In this Spotlight, Will from Delenta chats to Coach Kathy Collins about her coaching, life experiences, and her process for helping women transform their lives.
Hi Kathy Collins, thanks for meeting with me today. Could you start by telling us your story?
I began in corporate, and then when my children became teenagers I switched to higher education to spend more time at home. What started my coaching journey was my first marriage, which was toxic and ended in a divorce. This then led me into wanting to help women who were in a similar situation, to let them know that your past doesn’t define you. You can move beyond your current situation and create a life for yourself.
I started coaching in 2014, focusing on divorces. I then had to stop my coaching business because my second husband got very sick and I had to take care of him. Unfortunately he passed away in 2020.
“Your Past Doesn’t Define You”
This was another reason I wanted to get back into coaching. Then after I lost a high-paying job in 2021, I realised this was the universe’s way of telling me that I needed to get back to my calling of being a coach. I want to help women who have been through traumatic situations of all kinds – whether it’s a divorce, the loss of a spouse, the loss of a loved one.
I want to walk alongside them in their journey, and help them find confidence in themselves and find peace so that they can get back on the track of dreaming again, getting back to the vision of their life again. Their dark night experiences do not define who they are.

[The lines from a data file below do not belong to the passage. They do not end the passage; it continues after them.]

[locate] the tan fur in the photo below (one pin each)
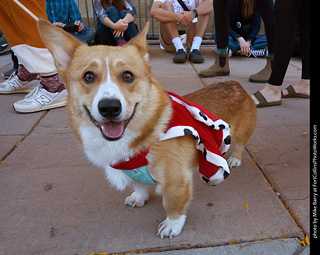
(230, 102)
(149, 110)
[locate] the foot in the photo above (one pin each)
(233, 162)
(171, 228)
(196, 57)
(272, 94)
(180, 57)
(303, 87)
(40, 99)
(137, 199)
(8, 73)
(263, 75)
(15, 85)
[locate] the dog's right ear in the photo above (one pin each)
(61, 44)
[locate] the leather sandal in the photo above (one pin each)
(263, 102)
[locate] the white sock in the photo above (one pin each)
(197, 40)
(177, 43)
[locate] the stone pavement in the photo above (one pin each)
(53, 201)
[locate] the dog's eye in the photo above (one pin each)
(88, 77)
(127, 76)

Did you always want to be a coach?
I’ve always liked helping people – I’ve always been that go-to person and this was one of the reasons I transitioned into higher education. I started out as an academic advisor before moving into teaching. And I’ve done mentor ship at the university level with students – I really like the part of being an encourager, I like to build people’s confidence and let them know that they have the power within them to achieve what they want to achieve.

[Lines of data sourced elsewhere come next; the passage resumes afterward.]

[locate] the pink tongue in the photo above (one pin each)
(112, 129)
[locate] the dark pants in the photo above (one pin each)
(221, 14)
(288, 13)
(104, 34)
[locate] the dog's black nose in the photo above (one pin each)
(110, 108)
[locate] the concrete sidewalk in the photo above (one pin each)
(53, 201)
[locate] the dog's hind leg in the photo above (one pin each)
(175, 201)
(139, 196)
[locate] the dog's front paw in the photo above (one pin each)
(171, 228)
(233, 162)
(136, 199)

That’s always been a part of me, but my experiences made me want to go into coaching. I wanted to help a broader scope of individuals who might be going through certain situations – to help them when they are asking themselves tough questions such as ‘how can I move on?’ and ‘how can I move forward?’.
I want to let people know that they have the power within themselves to achieve what they want to achieve.

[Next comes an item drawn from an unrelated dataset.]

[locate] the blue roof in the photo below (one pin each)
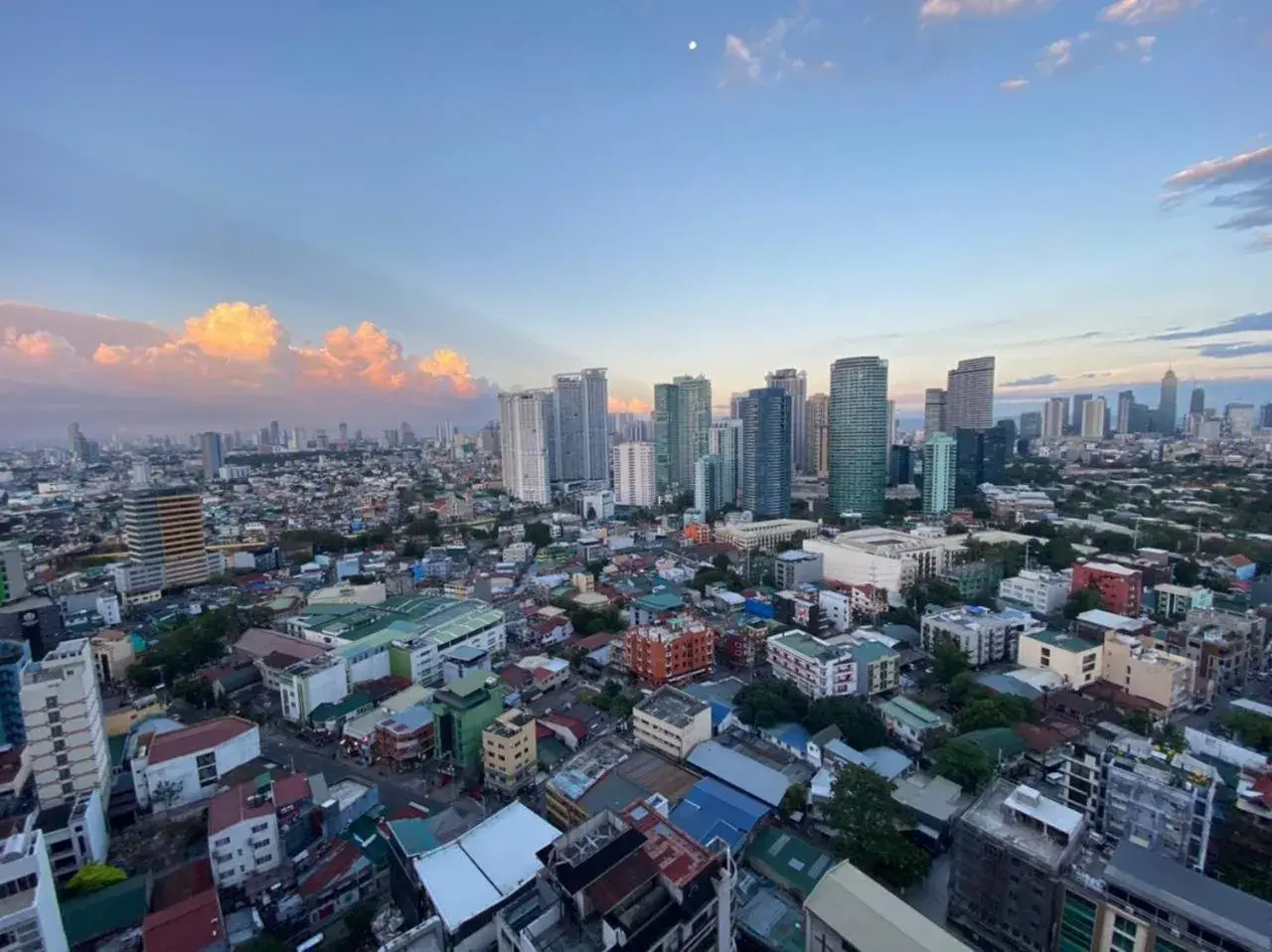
(713, 810)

Thank you for sharing your story with me, Kathy Collins. Do you find it difficult to talk about your experiences?
Not any more. I can now use my experience to help those in similar situations. I have learned to forgive myself and learned to face my fear. I am open to sharing my story to help somebody else in their journey
When a client comes to you looking for help, what is your process?
First I send them an intake form where I ask them a little bit about themselves and why they want to be coached. Then I ask them about the areas of their life that they are suffering discontent with. Their health, their relationships, their financial situation, their freedom…which of them is causing the most discontent, and why? Then I will ask them about what their expectations are: what is the end result that they want from their coaching sessions?
But everybody is different – they might be in the same situation, such as losing a spouse, but every journey is different. My journey is different from your journey – what I choose to do is what makes my journey successful. No one can tell you what your life should be like, so the key is to always work where your client is comfortable.
“Always Work Where Your Client is Comfortable”
If the client is not ready to make the change then the change will never come. You are the only person who can make the decision if you want to stay where you are if you want to go towards something else.
How do you go about doing that? Helping the client to be ready to make the change?
You have to ask the big, tough questions. Where are they at, where do they want to go, and how do they want to get there?
For example, if my client was having marital problems and contemplating leaving their husband, I would ask them questions that help them to evaluate their relationship and help to identify the root cause of the issue. Are the issues with him, or your perception of the relationship? I can then ask certain questions: ‘okay, look at the reason you fell in love with him – are the reasons still there? Is he still the same person?’ If the answer is yes then I might ask how you know the grass is greener on the other side? You cannot change anyone else, only who you are.
But like I said, every journey is different. In another marriage the root cause of the issues might be a toxic relationship, rather than with the perception of it. In this case I would help her to realise that she is still a woman of value. Sometimes in a relationship you can feel so beaten down and devalued. I want to work with her to make her realise that she still has value and there is still hope – she can then evaluate the situation on her own terms. But I wouldn’t tell her what to do – everybody sees things through different lenses.